An Equal-Size Hard EM Algorithm for Multi-Decoder Dialogue Generation
Date
Author
Institution
Degree Level
Degree
Department
Supervisor / Co-Supervisor and Their Department(s)
Citation for Previous Publication
Link to Related Item
Abstract
Building intelligent open-domain dialogue systems is a long-standing goal of artificial intelligence. These systems, also known as chatbots, aim to hold conversations with humans in an open-ended fashion. However, it is well known that standard encoder-decoder dialogue systems tend to generate generic responses. A previous study hypothesizes that this phenomenon is due to the one-to-many mapping in the open-domain dialogue task, where the target distribution is multi-modal. As a result, standard cross-entropy training fails as it learns an overly smoothed function that causes the mode averaging problem.

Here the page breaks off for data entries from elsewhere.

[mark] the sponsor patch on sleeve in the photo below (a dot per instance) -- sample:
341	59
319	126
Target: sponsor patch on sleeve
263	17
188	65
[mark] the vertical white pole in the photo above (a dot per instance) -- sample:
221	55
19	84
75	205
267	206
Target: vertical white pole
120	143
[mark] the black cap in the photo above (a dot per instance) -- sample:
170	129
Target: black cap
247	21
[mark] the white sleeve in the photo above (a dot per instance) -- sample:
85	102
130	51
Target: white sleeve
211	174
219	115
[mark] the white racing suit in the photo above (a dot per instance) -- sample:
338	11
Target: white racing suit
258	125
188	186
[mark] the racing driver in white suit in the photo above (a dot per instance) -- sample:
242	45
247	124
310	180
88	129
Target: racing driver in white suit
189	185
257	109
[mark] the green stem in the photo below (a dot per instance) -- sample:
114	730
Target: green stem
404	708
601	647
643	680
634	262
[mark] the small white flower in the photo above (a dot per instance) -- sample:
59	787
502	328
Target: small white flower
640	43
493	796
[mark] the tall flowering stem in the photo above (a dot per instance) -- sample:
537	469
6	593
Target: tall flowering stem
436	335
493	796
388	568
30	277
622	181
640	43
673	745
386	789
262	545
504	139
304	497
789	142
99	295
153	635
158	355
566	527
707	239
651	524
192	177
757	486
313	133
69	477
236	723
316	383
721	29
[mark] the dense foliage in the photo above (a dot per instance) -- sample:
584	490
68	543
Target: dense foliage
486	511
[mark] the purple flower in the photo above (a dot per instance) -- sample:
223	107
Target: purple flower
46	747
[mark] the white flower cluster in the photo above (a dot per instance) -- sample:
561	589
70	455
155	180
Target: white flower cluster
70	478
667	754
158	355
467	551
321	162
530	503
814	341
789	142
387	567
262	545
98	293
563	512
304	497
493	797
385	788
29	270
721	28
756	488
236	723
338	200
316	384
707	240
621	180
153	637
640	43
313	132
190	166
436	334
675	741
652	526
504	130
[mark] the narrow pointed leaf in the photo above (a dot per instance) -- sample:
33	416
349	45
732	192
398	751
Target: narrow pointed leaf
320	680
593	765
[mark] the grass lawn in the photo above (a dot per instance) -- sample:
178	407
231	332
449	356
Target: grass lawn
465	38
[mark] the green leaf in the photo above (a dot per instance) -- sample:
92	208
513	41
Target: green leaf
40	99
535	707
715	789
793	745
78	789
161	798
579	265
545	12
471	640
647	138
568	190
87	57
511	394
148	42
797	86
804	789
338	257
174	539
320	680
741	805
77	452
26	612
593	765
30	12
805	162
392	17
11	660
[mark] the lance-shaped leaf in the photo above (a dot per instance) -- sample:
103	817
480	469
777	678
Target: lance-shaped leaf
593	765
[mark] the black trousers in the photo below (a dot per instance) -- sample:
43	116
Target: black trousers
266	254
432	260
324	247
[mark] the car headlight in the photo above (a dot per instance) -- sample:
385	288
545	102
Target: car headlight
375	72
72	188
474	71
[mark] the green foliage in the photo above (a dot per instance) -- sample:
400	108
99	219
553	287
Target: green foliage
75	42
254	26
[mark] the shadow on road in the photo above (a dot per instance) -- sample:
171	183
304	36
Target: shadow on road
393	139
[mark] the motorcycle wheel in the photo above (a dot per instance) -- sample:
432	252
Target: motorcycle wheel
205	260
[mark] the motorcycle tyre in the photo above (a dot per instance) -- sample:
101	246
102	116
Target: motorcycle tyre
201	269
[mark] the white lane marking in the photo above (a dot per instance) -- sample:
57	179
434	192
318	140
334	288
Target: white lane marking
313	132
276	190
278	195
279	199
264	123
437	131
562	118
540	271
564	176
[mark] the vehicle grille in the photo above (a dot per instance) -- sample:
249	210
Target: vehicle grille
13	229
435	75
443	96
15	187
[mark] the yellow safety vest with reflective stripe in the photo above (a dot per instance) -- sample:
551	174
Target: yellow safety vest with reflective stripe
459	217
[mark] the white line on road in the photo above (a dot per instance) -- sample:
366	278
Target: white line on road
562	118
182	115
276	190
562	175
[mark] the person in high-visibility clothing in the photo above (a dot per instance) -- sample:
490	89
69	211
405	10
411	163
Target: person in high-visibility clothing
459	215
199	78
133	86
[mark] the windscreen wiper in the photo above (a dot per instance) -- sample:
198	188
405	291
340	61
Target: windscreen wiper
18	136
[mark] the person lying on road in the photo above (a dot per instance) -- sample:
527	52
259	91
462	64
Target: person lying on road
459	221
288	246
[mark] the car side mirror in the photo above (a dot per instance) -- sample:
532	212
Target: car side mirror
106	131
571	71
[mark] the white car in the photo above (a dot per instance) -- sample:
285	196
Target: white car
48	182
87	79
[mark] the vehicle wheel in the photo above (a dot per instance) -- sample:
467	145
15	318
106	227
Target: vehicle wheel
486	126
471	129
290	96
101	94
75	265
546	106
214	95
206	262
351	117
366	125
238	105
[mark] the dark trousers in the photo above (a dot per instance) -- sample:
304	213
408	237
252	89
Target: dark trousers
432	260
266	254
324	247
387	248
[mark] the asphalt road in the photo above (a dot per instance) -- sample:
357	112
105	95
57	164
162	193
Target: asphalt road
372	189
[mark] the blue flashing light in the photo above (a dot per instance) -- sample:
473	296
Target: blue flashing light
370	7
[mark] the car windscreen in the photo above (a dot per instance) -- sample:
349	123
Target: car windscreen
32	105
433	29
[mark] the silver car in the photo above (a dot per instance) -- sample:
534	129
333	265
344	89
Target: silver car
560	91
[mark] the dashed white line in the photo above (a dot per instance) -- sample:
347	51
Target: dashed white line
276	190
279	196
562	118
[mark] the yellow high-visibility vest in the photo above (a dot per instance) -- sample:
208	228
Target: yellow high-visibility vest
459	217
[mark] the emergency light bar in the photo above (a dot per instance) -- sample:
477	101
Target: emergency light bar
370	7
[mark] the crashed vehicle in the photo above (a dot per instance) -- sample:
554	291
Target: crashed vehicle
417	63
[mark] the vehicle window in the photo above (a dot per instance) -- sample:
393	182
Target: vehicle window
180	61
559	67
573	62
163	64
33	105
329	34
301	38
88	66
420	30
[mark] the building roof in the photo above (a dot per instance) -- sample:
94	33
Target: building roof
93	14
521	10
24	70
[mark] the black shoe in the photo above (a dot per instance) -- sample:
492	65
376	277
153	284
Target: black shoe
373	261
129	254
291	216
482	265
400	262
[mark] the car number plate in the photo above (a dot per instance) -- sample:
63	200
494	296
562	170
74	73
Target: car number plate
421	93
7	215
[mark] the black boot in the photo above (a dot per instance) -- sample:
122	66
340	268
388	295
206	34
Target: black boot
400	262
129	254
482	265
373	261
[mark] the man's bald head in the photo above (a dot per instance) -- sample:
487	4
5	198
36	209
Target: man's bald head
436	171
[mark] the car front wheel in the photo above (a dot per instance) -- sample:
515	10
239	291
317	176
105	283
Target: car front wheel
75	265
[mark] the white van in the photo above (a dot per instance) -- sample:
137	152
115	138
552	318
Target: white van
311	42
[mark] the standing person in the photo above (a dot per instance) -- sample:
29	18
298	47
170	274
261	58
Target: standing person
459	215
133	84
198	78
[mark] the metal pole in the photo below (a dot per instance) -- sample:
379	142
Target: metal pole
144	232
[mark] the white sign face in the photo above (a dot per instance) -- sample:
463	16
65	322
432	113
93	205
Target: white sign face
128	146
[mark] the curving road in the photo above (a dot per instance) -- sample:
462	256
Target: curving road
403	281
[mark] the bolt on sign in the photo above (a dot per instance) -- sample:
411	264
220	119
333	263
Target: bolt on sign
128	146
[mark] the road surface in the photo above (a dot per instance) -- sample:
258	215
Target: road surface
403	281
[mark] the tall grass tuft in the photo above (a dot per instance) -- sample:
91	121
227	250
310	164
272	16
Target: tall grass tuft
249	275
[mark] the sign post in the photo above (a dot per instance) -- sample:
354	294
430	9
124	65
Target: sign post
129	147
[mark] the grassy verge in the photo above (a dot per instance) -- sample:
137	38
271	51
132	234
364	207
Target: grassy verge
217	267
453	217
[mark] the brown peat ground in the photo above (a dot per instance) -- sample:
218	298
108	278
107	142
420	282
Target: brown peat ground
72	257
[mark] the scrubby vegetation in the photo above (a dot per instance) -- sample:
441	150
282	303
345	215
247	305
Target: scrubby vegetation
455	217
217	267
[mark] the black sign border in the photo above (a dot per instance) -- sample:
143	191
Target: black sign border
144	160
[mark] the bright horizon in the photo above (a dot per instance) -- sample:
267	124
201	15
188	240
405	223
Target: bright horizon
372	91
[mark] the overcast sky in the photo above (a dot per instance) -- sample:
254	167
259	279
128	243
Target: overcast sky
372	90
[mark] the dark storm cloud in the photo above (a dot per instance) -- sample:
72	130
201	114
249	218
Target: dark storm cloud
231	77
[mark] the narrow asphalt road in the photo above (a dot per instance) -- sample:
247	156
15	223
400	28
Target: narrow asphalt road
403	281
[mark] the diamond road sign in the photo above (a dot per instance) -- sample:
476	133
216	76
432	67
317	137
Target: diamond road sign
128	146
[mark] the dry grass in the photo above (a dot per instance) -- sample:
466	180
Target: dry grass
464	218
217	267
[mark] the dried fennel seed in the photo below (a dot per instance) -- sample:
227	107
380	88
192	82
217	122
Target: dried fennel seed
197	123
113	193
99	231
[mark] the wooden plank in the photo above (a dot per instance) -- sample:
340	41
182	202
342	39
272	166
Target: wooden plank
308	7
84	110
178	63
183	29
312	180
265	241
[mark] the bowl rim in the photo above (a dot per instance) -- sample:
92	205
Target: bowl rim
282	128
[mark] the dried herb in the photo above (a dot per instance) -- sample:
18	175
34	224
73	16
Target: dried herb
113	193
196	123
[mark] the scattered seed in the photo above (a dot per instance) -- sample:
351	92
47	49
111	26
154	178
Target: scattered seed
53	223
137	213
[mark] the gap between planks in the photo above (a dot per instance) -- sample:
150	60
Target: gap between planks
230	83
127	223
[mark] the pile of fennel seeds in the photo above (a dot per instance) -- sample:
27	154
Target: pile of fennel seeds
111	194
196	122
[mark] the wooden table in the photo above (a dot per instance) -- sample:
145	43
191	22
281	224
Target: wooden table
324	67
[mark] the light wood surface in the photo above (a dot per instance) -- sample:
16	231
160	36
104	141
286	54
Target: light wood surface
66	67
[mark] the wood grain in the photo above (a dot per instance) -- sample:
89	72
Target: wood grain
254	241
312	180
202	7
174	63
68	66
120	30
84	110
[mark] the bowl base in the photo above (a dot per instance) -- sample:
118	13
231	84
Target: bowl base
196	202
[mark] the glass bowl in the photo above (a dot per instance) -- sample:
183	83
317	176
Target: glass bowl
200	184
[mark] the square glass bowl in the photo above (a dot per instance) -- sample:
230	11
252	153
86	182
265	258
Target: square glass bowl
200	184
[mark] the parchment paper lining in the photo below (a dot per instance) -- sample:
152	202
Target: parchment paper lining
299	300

In this work, we address the mode averaging issue with a multi-decoder model, where each decoder can cover a subset of the modes. We treat the choice of the decoder as a latent variable and apply EM-like algorithms. However, we observe that traditional Hard-EM and Soft-EM may not perform well due to the collapse issue: the decoders fail to specialize and the multi-decoder model degenerates to a single-decoder model. To this end, we propose EqHard-EM, which is an EM variant that assigns an equal number of samples to every decoder to alleviate the collapse issue. Results show that our EqHard-EM algorithm achieves significant improvements over single-decoder models in terms of both response quality and diversity. In addition, extensive analyses show that our EqHard-EM algorithm indeed alleviates the collapse issue: different decoders are specialized and generate diverse responses.